Foreign secretary to save £2billion by reducing public sector workers’ holiday allowance. 

Liz Truss declared a “war on Whitehall waste” today and promised to cut £11 billion annually, including national pay agreements for teachers, police, and NHS employees as well as hundreds of positions meant to increase diversity in the civil service.

By lowering the holiday allowance for public sector employees from 27 to 25 days and basing compensation on location in the UK, the Foreign Secretary will also save $2 billion.

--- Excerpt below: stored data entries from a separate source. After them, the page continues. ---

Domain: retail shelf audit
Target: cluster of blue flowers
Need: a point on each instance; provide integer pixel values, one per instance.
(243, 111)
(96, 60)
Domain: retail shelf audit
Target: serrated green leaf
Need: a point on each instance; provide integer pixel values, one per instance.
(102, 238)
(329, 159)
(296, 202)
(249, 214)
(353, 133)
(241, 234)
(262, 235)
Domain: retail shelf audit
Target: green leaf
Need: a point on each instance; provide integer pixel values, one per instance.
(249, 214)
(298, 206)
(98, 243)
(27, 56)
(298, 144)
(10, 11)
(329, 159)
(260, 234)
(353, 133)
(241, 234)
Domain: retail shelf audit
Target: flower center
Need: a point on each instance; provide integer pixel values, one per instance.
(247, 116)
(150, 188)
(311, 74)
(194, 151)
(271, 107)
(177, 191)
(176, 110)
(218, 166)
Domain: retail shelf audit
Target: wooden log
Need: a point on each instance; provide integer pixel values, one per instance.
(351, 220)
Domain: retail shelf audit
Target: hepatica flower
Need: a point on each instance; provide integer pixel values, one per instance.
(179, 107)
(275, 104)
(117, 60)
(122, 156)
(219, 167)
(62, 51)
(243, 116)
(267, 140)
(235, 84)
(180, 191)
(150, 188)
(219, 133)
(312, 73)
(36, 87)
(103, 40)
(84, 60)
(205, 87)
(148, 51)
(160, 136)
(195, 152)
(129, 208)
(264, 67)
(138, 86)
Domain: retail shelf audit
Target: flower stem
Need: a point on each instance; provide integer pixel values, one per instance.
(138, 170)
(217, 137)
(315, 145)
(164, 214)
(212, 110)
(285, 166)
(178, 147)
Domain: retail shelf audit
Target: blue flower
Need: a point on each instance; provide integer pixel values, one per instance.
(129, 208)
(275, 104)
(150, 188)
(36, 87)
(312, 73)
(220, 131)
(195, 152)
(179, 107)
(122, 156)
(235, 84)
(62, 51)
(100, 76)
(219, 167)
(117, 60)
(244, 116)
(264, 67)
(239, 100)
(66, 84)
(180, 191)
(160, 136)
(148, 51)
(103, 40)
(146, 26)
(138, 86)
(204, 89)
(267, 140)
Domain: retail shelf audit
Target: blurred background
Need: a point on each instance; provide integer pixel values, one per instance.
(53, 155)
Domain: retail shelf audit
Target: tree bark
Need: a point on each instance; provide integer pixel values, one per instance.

However, according to a statement from her team, pay reductions for public sector employees who reside outside of the south-east of England would account for up to £8.8 billion of the savings.

It was implied by her aides that the pay of teachers, nurses, and police officers would be at risk if the system were to be implemented for “all” public sector employees.

The Today program on BBC Radio 4 quoted Institute for Government program director Alex Thomas as saying, “The entire Civil Service pay bill is only about £9 billion.”

You cannot cut the Civil Service pay bill to £200 million without substantially altering the state.

It will come from the larger public sector, from nurses, teachers, and local governments because I know she wants to be radical but maybe not quite that much.

The adjustments, according to Truss’s team, would guarantee that compensation appropriately reflects where public workers work and prevent local firms from being priced out of the labor market, they claim.

“As Prime Minister, I will manage a leaner, more effective, and more focused Whitehall that prioritizes the issues that truly concern people and is laser-focused on frontline services,” said Liz Truss.

Whitehall has an excessive amount of bureaucracy and outdated groupthink.

A significant civil service union responded angrily to her proposals and vowed to fight them “every step of the way.”

Jacob Rees-Mogg, who supported the plans today, claimed that the positions were created “by the awake for the woke.”

The Truss campaign claimed that banning facility time, which allows trade union representatives to take paid time off to focus on union business, as well as permitting the use of grants, offices, and equipment, could save up to £137 million.

Attempting to implement Ms. Truss’s package of measures from No. 10 is certain to encounter fierce opposition from the Civil Service unions.

‘Liz is a low-tax, small-state Conservative with a mistrust of big government,’ a campaign source claimed.

She will reorganize Whitehall and take the drastic measures necessary to address the waste and inefficiencies at the core of the government.

She will ensure that each and every official is capable of carrying out the commitments stated in the 2019 manifesto and the issues that the general public finds important.

Liz Truss will encounter opposition at every turn if she attempts to move on with these measures after being elected, according to Mark Serwotka, general secretary of the PCS union.

“Civil servants are the hard-working people who keep the country operating, day in and day out, and they deserve respect,” the statement goes.

“They are not a political tool to be used and abused for one person’s ambition.”

Liz Truss has been disparaging her own government’s track record for the past three weeks, according to Mike Clancy, general secretary of Prospect union.

She intends to continue producing the same economically ignorant and offensive ideological rubbish that her Government has been churning out in previous years, judging by this pointless attempt to gain attention favorable to her selectorate.

Angela Rayner, the deputy leader of Labour, denounced Ms. Truss’s proposals, stating that she was “stuck in the past, waging old fights, and pledging a race to the bottom on public sector workers’ wages and rights.”

Her “tailored” compensation plans would reduce northerners’ pay and widen the already-existing disparity.

The government’s pledge to leveling up has been abandoned.